Handball nahm in ihrem Leben eigentlich schon immer eine sehr wichtige Rolle ein. Umso schmerzvoller war es für sie, als sie während der Bundesliga-Hinrunde wegen eines Bänderanrisses im Daumen im September mit anschließender Operation eine zweimonatige Spielpause einlegen musste. Sie verpasste insgesamt vier Spiele.

Ihr sehr starkes Comeback in ihrer fünften Saison bei Rosengarten gab sie zwischen Weihnachten und Silvester im Heimspiel bei der knappen 23:27-Niederlage gegen den deutschen Meister HC Leipzig, in dem sie vier Treffer erzielte. Insgesamt hat sie schon 30 Tore auf dem Konto. Und es wird für Bauer auch nicht bei einer Bundesliga-Saison bleiben, da sie gerade ihren Vertrag für die nächste Spielzeit 2011/12 verlängert hat. Nach ihrer Karriere möchte sie eine Familie gründen.
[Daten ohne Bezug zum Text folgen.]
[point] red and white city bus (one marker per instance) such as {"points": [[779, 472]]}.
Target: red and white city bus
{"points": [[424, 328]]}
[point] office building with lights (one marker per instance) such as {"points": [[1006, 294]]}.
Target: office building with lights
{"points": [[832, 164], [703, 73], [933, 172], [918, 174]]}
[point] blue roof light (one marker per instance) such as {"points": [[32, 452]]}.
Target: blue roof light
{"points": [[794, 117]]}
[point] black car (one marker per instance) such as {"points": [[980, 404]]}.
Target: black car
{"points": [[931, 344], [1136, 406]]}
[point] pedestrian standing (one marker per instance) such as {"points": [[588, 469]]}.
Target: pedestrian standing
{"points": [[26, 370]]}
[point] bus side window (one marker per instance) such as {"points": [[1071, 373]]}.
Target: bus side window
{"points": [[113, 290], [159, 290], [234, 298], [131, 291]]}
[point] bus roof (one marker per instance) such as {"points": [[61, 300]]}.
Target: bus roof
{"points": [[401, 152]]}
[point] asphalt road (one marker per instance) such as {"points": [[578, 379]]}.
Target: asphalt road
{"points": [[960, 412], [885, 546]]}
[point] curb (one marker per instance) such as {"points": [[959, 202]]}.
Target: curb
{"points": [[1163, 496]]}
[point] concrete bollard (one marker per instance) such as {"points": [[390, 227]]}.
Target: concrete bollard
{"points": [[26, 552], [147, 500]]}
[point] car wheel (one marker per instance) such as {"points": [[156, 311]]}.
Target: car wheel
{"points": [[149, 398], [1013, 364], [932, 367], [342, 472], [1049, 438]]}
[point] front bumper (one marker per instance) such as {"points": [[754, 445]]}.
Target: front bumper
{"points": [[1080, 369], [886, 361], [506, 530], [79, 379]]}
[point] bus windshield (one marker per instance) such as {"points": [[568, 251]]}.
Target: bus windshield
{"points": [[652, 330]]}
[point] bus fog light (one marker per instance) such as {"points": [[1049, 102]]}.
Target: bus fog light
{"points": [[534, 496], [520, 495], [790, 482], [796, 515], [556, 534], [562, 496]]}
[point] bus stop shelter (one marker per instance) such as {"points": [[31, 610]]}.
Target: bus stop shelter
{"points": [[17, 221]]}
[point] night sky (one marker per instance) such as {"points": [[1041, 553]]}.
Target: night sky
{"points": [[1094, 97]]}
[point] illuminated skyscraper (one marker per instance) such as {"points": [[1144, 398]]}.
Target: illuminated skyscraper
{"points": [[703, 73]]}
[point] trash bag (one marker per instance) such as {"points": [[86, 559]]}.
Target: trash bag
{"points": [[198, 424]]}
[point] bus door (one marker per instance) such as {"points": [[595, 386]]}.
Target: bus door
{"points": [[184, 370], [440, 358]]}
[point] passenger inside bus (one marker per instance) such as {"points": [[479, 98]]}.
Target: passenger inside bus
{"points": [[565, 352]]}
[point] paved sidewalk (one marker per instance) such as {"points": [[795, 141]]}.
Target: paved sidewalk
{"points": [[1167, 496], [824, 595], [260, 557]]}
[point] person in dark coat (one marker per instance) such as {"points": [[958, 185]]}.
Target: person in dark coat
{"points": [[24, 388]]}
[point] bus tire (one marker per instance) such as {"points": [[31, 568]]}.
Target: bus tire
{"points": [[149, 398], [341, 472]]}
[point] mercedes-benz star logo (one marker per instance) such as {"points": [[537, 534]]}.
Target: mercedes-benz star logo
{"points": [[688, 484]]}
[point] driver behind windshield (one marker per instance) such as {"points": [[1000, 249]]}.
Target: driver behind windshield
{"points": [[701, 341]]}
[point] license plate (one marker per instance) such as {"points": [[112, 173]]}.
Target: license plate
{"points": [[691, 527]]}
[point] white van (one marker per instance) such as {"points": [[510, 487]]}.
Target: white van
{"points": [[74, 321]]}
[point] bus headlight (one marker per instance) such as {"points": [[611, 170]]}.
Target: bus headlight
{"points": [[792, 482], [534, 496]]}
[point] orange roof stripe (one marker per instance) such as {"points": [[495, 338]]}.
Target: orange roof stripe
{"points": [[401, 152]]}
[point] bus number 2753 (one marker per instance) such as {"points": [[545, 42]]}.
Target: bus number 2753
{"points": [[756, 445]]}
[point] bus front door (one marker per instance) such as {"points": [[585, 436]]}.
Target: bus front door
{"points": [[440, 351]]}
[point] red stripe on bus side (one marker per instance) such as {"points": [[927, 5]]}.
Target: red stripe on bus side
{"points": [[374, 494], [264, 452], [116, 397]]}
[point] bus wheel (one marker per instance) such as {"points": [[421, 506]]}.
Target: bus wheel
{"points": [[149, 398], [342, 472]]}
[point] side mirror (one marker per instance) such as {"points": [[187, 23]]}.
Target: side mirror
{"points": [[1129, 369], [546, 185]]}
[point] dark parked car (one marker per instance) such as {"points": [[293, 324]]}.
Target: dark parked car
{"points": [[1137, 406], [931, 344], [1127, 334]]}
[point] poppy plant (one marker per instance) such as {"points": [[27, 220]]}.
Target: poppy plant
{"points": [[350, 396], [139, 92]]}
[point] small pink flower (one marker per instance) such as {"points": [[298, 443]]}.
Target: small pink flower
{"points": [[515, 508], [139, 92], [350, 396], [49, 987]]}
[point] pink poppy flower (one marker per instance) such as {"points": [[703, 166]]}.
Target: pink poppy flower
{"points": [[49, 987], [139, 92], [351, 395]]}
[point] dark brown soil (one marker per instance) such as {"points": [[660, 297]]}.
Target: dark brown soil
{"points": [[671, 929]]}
Nach Hoisbüttel, in ihre Heimat, kehrt sie aber nach wie vor sehr gerne zurück. Nicht nur, weil ihre Mutter Christel Bauer dort noch lebt, sondern auch, um in der Sporthalle vorbeizuschauen. "Ich gucke dann immer, ob ich noch bekannte Gesichter sehe, aber es werden hier natürlich immer weniger für mich nach so vielen Jahren." Dafür kennt man ihr Gesicht nun bei allen großen deutschen Frauenhandballklubs in der Ersten Bundesliga.